Tuesday night was the last of the three mosaic garden stone classes at Luck. Carol and I enjoyed each of these classes and we love our new garden stones.
This week I tried to capture the process from start to finish.
Step one: Burger and beer at what used to be The Mill Inn in Milltown, WI.
Carol and I really liked the food and the remodeling is bright, clean and fits with Up North.
We gave this place a big thumbs up and we will be back as the service was great too.
Plan your design.
I found an image on the internet for puppy prints with a heart, I decided that was what I would try.
Cut glass and make the stone.
Glass cutting is pretty easy on the straight lines, but curves are for sure something that take practice.
Once the glass is cut, we lay out our pattern on the pre-cast stone.
I had hoped to cut out the heart shape from the black glass, but that did not work.
I was left with several pieces to make up the puppy foot pad.
I had to adjust my plan to include the heart some other way.
I decided to make the heart out of red and nest it inside the puppy paw pad.
This looked good to me and after some adjusting of the black pieces,
I was ready to move on to the mosaic border and fill.
After some discussion with the instructor, Pam, and looking at the many colors of glass available, I chose a light blue glass to use with white contrast for borders and mosaic pieces.
I like this chevron corner treatment and then started the tedious task of filling in the open areas.
It is a good way to use of little scraps of glass so I tried to do as much of that as possible while trimming as best I could to keep with a triangular shape.
Once all the spaces are filled in, the next step is to remove the design from the stone, apply thin set cement and then re apply the design.
I missed taking photos of this part of the process.
Contact paper is applied to the glass design, then the entire design is lifted an set aside, while the thin set cement base is prepared.
Then, very carefully, the entire design is re applied to the thin set cement.
This next photo is my design, in the thin set, covered with the contact paper.
It stayed that way until the thin set cement is dry and the project is ready for grouting.
Here it is ready for grouting.
I had to decide what color of grout to use, and finally decided on dark gray.
I liked this lighter look but thought the gray would pop the red heart better.
I couldn't take pictures while I was grouting, but I did take this one of Carol working on her stone.
It looks a lot like you are ruining it, but it is really the magic.
Grouted, and waiting to dry for final wiping.
Puppy paws grouted and cleaned, now all it needs is the sealer that keeps it weatherproof.
Although it will be weather / moisture proofed, it is not recommended to leave the glass outdoors in the winter because it could expand and crack.
I think I made the right choice with the grout color.
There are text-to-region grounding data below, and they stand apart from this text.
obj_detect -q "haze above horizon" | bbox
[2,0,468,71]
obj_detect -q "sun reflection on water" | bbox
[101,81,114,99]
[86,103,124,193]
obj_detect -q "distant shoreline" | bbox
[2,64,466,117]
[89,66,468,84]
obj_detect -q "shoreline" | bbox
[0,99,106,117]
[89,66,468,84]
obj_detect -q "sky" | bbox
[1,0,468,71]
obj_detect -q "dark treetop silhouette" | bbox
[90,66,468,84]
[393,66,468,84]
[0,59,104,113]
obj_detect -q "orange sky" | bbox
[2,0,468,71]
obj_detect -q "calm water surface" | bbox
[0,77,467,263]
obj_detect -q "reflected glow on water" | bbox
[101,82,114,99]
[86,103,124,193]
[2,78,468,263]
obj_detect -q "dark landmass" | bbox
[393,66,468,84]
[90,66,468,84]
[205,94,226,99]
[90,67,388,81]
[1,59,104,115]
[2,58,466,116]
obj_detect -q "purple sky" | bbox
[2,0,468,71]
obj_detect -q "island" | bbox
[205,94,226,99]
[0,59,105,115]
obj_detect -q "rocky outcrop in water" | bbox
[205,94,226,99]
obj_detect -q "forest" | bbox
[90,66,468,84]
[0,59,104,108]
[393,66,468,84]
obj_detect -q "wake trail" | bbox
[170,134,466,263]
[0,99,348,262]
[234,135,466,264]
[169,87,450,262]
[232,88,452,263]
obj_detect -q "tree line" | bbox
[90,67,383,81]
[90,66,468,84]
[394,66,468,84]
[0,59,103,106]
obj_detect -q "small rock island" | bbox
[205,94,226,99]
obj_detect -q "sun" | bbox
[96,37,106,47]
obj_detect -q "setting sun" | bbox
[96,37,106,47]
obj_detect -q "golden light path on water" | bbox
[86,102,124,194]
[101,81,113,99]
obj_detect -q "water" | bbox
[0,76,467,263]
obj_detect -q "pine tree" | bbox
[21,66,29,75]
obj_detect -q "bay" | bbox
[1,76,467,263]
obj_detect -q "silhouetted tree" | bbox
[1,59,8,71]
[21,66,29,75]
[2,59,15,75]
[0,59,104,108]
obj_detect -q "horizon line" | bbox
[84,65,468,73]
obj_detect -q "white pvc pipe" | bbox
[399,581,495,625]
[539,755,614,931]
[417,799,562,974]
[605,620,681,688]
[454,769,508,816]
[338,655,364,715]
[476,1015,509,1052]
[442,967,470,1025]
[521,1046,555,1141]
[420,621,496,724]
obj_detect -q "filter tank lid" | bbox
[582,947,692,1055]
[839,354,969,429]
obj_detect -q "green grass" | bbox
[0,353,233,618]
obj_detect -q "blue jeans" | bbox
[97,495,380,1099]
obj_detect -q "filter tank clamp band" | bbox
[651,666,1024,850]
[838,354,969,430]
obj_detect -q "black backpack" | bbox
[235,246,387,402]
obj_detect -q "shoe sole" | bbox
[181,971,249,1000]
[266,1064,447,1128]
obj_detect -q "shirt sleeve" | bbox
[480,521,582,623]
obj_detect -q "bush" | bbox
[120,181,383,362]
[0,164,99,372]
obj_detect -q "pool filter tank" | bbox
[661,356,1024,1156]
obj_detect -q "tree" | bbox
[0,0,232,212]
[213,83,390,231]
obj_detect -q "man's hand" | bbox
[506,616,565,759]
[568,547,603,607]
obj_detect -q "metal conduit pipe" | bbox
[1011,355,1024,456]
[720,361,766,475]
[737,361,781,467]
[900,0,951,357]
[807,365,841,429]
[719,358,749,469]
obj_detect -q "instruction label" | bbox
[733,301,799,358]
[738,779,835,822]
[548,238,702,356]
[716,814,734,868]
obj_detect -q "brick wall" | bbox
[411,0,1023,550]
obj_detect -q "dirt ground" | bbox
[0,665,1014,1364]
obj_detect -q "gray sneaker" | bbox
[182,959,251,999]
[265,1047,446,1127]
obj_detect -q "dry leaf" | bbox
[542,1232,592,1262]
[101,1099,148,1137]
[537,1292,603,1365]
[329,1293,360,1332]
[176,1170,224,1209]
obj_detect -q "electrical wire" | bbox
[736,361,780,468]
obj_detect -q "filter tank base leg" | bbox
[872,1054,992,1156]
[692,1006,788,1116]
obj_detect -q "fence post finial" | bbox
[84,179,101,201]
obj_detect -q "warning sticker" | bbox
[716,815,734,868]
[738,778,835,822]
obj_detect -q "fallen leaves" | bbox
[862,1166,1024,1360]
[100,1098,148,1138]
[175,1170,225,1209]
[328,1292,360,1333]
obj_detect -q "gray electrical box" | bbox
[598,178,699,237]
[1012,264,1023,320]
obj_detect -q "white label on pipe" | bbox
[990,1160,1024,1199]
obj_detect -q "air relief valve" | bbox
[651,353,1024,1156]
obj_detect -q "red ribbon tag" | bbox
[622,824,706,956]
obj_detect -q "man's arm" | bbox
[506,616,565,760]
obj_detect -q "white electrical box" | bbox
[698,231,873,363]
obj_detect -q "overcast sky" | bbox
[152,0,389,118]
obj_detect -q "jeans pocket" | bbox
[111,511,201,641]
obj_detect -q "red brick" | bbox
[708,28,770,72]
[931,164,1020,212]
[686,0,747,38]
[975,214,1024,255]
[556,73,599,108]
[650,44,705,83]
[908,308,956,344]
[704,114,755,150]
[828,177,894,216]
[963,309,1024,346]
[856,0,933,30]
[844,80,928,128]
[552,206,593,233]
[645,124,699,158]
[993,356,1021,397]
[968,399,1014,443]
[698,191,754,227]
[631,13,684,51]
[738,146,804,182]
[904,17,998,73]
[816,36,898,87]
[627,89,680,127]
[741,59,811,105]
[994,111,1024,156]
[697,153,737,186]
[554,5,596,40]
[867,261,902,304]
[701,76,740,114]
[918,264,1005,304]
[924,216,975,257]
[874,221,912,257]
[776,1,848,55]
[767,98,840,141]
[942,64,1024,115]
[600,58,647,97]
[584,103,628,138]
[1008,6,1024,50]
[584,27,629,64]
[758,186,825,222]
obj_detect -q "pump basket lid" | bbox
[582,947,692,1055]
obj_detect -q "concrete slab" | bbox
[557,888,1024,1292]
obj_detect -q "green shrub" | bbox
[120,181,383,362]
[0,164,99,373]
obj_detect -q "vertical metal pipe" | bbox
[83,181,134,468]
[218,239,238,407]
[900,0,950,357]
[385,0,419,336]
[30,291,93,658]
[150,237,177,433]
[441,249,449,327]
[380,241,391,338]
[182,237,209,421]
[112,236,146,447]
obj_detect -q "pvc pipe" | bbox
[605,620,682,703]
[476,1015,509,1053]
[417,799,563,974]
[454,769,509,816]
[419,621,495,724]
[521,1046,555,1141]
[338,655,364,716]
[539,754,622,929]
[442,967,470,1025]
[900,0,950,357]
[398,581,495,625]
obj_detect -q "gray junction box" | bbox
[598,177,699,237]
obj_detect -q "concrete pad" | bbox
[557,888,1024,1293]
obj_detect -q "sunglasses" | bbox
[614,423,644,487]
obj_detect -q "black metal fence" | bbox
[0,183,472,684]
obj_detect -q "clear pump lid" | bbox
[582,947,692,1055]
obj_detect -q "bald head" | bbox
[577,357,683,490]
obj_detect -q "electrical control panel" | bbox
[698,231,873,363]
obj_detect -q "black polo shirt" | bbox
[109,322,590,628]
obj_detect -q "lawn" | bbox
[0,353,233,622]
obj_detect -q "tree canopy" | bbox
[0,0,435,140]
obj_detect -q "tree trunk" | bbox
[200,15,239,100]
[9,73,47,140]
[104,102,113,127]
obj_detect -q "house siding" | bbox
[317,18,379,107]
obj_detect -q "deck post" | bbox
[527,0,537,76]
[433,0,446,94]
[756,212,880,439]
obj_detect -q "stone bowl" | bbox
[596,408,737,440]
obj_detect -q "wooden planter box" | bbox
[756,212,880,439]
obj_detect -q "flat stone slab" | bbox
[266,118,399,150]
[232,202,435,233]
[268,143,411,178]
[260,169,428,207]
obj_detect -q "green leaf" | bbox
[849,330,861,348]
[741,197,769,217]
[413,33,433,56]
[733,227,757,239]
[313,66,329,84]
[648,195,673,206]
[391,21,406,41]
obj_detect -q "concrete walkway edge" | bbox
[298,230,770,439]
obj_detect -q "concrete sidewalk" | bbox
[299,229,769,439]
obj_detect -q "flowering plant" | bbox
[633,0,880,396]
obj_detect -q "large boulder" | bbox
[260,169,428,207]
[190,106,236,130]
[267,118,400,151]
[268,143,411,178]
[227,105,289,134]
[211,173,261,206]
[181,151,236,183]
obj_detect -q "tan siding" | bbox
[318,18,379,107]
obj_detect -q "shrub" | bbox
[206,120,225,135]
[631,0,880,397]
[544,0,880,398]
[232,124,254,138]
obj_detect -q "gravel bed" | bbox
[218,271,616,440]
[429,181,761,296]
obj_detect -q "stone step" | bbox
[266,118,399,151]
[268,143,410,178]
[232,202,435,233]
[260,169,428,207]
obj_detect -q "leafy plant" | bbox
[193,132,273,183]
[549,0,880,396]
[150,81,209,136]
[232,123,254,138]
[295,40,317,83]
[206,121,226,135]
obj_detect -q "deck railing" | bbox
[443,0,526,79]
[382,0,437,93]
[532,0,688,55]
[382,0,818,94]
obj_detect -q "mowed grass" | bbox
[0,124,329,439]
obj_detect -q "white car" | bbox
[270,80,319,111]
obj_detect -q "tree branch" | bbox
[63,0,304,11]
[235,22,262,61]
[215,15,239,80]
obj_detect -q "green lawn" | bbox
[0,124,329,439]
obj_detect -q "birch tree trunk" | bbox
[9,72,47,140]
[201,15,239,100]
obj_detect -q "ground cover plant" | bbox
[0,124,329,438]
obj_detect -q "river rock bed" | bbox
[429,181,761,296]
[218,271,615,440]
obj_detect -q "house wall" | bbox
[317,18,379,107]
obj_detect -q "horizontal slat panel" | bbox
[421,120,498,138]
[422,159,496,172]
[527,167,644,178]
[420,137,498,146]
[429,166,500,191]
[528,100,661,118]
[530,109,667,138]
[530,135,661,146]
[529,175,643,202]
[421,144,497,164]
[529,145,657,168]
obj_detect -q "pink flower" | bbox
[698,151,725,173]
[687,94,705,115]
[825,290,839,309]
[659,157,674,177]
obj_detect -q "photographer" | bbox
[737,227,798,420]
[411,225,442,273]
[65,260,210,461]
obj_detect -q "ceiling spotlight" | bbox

The red hearts really pop out at you and the light blue and white are good balance to the black glass.
I'm happy with this version of getting stoned.
I'm planning to give this as a gift to my friend Mary who loves her doggies so much.
I think she will like it.
The last step is to write a message on the back with a Sharpie and hand it to Mary.
Life is Good.
Here is Carol's finished stone, ready for grouting.
Carol's grouted stone. The dark glass didn't photograph well, it is iridescent and very pretty.